The EXCEL trial ( NEJM October 2016) had concluded that PCI with sirolimus eluding stents was non inferior to CABG surgery in patients of left main disease with low or intermediate SYNTAX scores over a period of 3 years, with respect to the composite end point of death, myocardial infarction or stroke. EXCEL had randomised 1905 patients of left main disease with low or intermediate SYNTAX complexity to PCI or CABG surgery and followed the patients for 3 years. The EXCEL trial had defined significant left main disease as a lesion greater than 70% or if between 50% and 70% to be accompanied by an FFR of less than 0.80 or minimal luminal area of less than 6 mm square by IVUS.

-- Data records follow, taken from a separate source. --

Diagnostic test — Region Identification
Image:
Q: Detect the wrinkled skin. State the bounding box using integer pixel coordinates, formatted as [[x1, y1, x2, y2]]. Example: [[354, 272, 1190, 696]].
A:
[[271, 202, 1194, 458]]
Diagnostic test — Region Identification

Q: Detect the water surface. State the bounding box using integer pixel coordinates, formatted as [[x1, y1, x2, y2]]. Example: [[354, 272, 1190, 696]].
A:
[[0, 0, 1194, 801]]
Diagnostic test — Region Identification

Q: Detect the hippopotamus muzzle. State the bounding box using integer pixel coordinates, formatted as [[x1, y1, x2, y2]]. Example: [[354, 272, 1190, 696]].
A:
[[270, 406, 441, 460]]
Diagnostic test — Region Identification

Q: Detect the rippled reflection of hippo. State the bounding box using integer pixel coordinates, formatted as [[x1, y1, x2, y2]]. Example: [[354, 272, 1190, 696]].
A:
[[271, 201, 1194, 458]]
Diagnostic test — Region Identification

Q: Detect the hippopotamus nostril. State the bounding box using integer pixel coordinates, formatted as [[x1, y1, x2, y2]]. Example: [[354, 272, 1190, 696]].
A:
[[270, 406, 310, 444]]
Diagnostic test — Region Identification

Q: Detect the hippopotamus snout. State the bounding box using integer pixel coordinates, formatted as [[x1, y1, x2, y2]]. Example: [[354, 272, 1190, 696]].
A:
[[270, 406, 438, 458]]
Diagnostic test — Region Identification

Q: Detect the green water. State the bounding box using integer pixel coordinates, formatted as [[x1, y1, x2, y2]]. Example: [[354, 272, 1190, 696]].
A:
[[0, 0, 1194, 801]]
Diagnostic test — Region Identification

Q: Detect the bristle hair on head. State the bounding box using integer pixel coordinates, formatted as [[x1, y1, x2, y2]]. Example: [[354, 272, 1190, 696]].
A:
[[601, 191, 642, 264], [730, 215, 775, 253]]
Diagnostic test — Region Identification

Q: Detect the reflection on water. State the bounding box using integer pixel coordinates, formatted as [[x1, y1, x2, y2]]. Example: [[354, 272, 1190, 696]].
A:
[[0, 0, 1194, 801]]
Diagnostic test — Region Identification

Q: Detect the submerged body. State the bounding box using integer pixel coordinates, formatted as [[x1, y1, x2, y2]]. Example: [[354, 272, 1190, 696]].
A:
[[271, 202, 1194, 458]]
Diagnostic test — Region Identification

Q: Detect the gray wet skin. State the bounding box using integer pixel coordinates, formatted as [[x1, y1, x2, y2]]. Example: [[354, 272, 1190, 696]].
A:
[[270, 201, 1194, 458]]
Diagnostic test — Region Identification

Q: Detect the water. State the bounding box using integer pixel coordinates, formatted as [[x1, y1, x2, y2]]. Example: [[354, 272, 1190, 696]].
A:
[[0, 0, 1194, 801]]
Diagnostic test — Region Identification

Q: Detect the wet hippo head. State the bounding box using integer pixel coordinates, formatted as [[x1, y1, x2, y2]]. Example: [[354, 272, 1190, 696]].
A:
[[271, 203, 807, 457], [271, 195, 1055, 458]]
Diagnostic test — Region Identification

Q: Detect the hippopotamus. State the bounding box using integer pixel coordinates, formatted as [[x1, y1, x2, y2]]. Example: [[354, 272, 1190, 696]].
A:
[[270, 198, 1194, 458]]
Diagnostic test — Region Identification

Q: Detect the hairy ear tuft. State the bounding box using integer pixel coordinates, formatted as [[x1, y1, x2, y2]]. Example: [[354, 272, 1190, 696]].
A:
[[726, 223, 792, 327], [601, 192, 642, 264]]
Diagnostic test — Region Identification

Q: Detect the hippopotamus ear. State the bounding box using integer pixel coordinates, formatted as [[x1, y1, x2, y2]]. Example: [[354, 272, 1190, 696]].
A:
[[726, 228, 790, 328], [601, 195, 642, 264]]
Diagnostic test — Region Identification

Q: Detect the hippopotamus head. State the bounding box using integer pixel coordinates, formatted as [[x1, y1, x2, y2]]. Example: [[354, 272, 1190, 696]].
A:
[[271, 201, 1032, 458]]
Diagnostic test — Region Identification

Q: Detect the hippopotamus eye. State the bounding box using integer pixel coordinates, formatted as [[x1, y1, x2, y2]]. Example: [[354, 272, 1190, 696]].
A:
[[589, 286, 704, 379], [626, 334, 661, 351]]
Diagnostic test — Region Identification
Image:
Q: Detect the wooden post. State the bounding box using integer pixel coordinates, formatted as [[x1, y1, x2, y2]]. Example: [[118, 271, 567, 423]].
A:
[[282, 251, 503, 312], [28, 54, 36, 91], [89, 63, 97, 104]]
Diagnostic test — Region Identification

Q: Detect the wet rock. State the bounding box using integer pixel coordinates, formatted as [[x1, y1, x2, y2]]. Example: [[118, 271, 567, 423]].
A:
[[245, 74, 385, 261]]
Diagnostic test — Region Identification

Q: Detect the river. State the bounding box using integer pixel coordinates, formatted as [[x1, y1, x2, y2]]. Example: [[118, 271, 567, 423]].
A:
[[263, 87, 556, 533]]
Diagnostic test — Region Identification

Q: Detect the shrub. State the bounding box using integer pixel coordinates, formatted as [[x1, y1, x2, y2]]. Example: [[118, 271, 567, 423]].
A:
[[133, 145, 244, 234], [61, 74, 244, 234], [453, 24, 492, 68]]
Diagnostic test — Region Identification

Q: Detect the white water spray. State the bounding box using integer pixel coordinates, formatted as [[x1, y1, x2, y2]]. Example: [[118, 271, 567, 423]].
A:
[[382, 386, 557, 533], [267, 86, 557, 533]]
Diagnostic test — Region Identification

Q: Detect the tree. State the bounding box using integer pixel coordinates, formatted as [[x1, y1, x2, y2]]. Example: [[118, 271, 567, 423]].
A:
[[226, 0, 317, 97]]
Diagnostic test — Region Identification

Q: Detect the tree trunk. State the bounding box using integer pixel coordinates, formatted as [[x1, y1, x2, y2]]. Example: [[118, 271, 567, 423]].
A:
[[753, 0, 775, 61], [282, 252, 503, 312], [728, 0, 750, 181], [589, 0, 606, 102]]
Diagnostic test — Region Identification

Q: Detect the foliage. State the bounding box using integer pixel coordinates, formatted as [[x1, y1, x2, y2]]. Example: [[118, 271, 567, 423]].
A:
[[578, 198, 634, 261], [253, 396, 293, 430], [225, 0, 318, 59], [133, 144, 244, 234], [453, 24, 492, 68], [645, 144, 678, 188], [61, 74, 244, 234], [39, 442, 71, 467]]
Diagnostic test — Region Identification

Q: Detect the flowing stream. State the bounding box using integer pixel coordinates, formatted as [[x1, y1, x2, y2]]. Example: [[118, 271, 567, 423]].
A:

The NOBLE trial on the other hand randomised 1200 patients of left main disease to PCI with a biolimus eluding stent or CABG surgery. The lesion had to be greater than 50% on visual assessment or have an FFR ratio less than 0.80. Current international guidelines recommend CABG or PCI ( level of recommendation I B) for left main lesions of low complexity ( SYNTAX score less than 23) ; and also lesions of intermediate complexity ( SYNTAX score of 23 to 32) with 2A as level of recommendation for PCI. The average SYNTAX score in the NOBLE trial was 22.5 with 80% being distal bifurcation lesions. Preevaluation with IVUS was done in 47% of patients and 74% of patients had post evaluation with IVUS in the NOBLE trial. There was no difference in mortality but significantly greater non procedural myocardial infarction and repeat revascularisation with PCI as compared to CABG. PCI did not meet non inferiority at 5 years for MACCE as compared to CABG.
Interventional cardiologists will now need to be familiar with the DK crush technique for left main bifurcation lesions. Both the main branch and side branch have to wired and predilatation is done with a balloon. A balloon of adequate length is placed in the main branch while a requisite drug eluding stent ( DES) is positioned is placed in the side branch with 2-3 mm of its proximal end in the main branch , and deployed at 12 ATM. The side branch stent is crushed by the balloon in the main vessel. A guide wire is negotiated into the side branch and the earlier ( jailed ) guide wire removed from the side branch. The first kissing balloon is done with a balloon in the side branch stent and a balloon in the main branch. The balloon in side branch DES is inflated to 18-20 ATM: kissing is done at 12 ATM. A DES of appropriate size is deployed in the main branch. A new guide wire is negotiated into the side branch through the struts of the main and side branch stents. The second kissing balloon is done with balloons n the main and side branches as before. The side branch balloon is inflated at 18-20 ATM and subsequent kissing done at 12 ATM. The main branch DES is sized by the distal diameter of the vessel. Hence a 2.75 mm diameter DES will be deployed and then the proximal part of the stent is further expanded by a 3 mm ddiameter balloon using the proximal optimisation technique.